Das Hin und Her um Javi Martinez ist vorbei. Der Transfer des Spaniers ist fix und die Bayern dürfen sich auf den Welt- und Europameister freuen. Doch warum zahlt Bayern 40 Millionen Euro für Martinez? sportal.de zeigt Möglichkeiten auf und stellt ihn vor.
Auftatmen, Schweiß abwischen. "Puh, na endlich!", raunte es auch hier durch die Redaktion. Seit Wochen zog sich der Transfer von Javi Martinez zum FC Bayern München durch das Tagesgeschäft. Nicht nur die Redakteure, sondern auch die User waren zuletzt schon genervt von den ewig neuen Abschlussmeldungen, obwohl die einschlägige Meinung hausierte, dass Martinez gut für die Bundesliga wäre.
Wer ist der 40-Millionen-Mann Martinez?
Nun ist der Wechsel also perfekt. 40 Millionen für einen 23-Jährigen, der die letzten Wochen öfter in den Medien auftauchte als die Euro-Krise und der US-Wahlkampf zusammen.

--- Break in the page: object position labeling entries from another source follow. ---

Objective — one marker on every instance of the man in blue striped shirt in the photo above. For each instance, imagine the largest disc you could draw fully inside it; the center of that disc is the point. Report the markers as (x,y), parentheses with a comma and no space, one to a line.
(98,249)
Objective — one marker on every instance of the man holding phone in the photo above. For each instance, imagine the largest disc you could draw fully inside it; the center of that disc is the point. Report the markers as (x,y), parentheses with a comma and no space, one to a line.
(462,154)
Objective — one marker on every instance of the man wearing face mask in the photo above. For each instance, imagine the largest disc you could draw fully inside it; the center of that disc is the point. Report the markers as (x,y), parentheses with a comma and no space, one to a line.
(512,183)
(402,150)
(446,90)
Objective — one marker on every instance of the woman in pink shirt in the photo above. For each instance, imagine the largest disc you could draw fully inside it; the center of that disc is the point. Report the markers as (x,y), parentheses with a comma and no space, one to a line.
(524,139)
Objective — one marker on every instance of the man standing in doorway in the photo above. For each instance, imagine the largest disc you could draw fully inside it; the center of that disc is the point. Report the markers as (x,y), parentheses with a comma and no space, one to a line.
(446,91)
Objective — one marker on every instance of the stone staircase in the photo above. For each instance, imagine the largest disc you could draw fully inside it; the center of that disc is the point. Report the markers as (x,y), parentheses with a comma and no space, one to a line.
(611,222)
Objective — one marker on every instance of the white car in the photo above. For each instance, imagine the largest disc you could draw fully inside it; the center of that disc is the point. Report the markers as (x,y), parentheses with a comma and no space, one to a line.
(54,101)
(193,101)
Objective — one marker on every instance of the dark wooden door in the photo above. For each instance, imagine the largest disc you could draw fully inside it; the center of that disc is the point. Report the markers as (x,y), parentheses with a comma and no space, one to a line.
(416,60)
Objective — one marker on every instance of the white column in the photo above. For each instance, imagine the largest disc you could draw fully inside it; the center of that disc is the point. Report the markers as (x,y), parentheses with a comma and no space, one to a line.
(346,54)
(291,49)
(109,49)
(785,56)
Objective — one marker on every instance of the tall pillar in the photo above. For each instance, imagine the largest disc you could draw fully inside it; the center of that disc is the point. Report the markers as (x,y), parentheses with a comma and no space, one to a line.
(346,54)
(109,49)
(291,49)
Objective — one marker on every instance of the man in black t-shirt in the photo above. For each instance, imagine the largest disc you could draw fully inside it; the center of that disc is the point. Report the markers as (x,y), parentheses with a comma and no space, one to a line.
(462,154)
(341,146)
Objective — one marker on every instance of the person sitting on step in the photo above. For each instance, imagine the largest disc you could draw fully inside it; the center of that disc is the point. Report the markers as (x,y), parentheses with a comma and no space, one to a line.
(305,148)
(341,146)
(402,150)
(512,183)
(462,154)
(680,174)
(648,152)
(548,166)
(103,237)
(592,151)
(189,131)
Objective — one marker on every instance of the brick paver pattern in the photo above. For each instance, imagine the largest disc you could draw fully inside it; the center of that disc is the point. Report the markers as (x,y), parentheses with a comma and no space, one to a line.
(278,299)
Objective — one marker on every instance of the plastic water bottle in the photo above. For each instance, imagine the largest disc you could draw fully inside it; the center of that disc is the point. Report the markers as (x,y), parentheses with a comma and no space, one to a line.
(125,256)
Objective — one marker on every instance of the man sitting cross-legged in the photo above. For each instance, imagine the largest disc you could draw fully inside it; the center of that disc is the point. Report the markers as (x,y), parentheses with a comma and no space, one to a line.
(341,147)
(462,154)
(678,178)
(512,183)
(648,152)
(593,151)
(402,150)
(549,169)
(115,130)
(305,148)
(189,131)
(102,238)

Diese Aufmerksamkeit ist für den spanischen Nationalspieler nichts Außergewöhnliches, wurde er doch mit zarten 17 Jahren für sechs Millionen Euro aus der dritten spanischen Liga nach Bilbao gelotst, das seine Mannschaft traditionell nur mit baskischen Spielern auflaufen lässt.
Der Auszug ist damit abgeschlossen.